Pour Rémy Sirvent, instituteur et secrétaire national du syndicat Unsa, ces modalités d’enseignement ne posent pas de problème majeur dans le secondaire. "On est habitué à travailler sur des supports numériques. C’est plus problématique en ce qui concerne les élèves de primaire car les enfants ont besoin d’un encadrement pour travailler sur ordinateur. Or les parents n’ont pas tous la possibilité de rester à la maison", explique-t-il à BFMTV.com.
"C’est un rythme à prendre"
"Cela nécessite un accompagnement qu’on ne peut pas demander aux familles car elles n’ont pas la même approche pédagogique que les profs, la patience ou la disponibilité. Or, on ne peut pas perdre 15 jours de classe. Il va donc falloir trouver d’autres solutions", prévient Florence Claudepierre.
Malgré les difficultés, la situation ne doit pas déboucher sur "le décrochage scolaire. Donc on essaye de trouver des astuces, c’est de la débrouille", réagit Michel Deniot, président départemental de la FCPE dans l’Oise. Père d’une petite fille de 10 ans en CM2, il a "la chance de pouvoir s’occuper des cours à distance. La maîtresse nous envoie des devoirs chaque jour par mail. On y consacre deux heures le matin, deux heures l’après-midi. C’est un rythme à prendre, un peu sur le modèle des devoirs à faire le soir à la maison après l’école", nous raconte-t-il.
Michel Deniot a également créé un compte sur la plateforme du Cned "Ma classe à la maison". Il y a découvert des "sujets de révisions" et des "cours de langues avec des supports audio. C’est une bonne surprise, les cours sont assez ludiques. Et ça permet aussi aux enfants de découvrir l’informatique, ça leur fait travailler d’autres compétences", dit-il, optimiste. Pour l’instant, ce président départemental de la FCPE n’a pas reçu de retour négatif de la pédagogie à distance dans l’Oise.
"On n’a pas remarqué de cas désespéré, ça a l’air de plutôt bien se passer", affirme-t-il.
Fracture numérique
Mais un écueil de taille subsiste et concerne les familles qui n’ont pas d’accès à Internet. "Cela creuse les inégalités avec les familles qui n’ont pas d’ordinateur ou d’imprimante. Comment peuvent-elles faire alors pour garantir à leurs enfants la continuité de leur scolarité?", observe Sophie Vénétitay, secrétaire générale du Syndicat national des enseignements de second degré (SNES), contactée par BFMTV.com. "Les parents peuvent toujours venir à l’école récupérer des polycopiés d’exercices", répond Michel Deniot. En effet, si les écoles sont fermées aux élèves, cela ne fait pas obstacle à la continuité de l’activité des établissements scolaires.

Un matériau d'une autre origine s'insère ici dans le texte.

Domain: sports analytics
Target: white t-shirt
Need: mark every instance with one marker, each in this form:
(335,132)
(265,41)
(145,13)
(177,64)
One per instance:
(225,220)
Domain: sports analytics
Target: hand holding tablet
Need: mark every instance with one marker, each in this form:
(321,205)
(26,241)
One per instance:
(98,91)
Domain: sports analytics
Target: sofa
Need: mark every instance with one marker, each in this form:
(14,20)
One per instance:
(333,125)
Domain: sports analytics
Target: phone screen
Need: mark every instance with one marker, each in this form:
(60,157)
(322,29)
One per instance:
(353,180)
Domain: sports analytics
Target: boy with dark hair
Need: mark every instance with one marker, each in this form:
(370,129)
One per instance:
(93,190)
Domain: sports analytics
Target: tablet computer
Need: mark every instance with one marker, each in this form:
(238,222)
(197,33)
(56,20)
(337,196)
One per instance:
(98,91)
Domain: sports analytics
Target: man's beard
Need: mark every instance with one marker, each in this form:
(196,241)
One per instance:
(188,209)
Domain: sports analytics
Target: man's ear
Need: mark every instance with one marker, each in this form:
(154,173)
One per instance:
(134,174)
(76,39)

Le gouvernement précise d’ailleurs qu’il maintient "la tenue de réunions internes, y compris avec les professeurs, notamment pour organiser la continuité pédagogique, le suivi des élèves et les relations avec les responsables légaux des élèves".

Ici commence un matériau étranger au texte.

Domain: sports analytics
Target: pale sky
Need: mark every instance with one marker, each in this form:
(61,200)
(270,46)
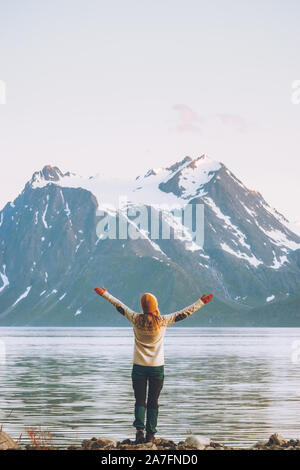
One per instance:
(122,86)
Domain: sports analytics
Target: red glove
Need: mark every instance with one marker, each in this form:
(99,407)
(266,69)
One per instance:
(206,298)
(100,291)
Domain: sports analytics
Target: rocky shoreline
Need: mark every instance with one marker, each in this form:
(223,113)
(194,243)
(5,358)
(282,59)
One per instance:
(41,441)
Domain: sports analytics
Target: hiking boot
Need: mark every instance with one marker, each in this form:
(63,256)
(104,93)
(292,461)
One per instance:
(139,437)
(150,437)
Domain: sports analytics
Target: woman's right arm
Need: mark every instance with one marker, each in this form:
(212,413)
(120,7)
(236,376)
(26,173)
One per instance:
(120,306)
(187,311)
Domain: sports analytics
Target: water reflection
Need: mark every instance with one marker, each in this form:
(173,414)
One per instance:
(235,385)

Reste que ces méthodes de substitution "ne remplaceront jamais l’efficacité d’une classe d’école", commente Michel Deniot. "Il ne faut pas que ça dure trop longtemps, surtout pour les classes qui ont des examens en fin d'année, qui ne peuvent se permettre de prendre trop de retard", souligne à l’AFP Frédérique Rolet, co-secrétaire générale du SNES. Le ministère le concède: "Si les fermetures d'établissements sont amenées à durer, il faudra réfléchir à d'autres solutions."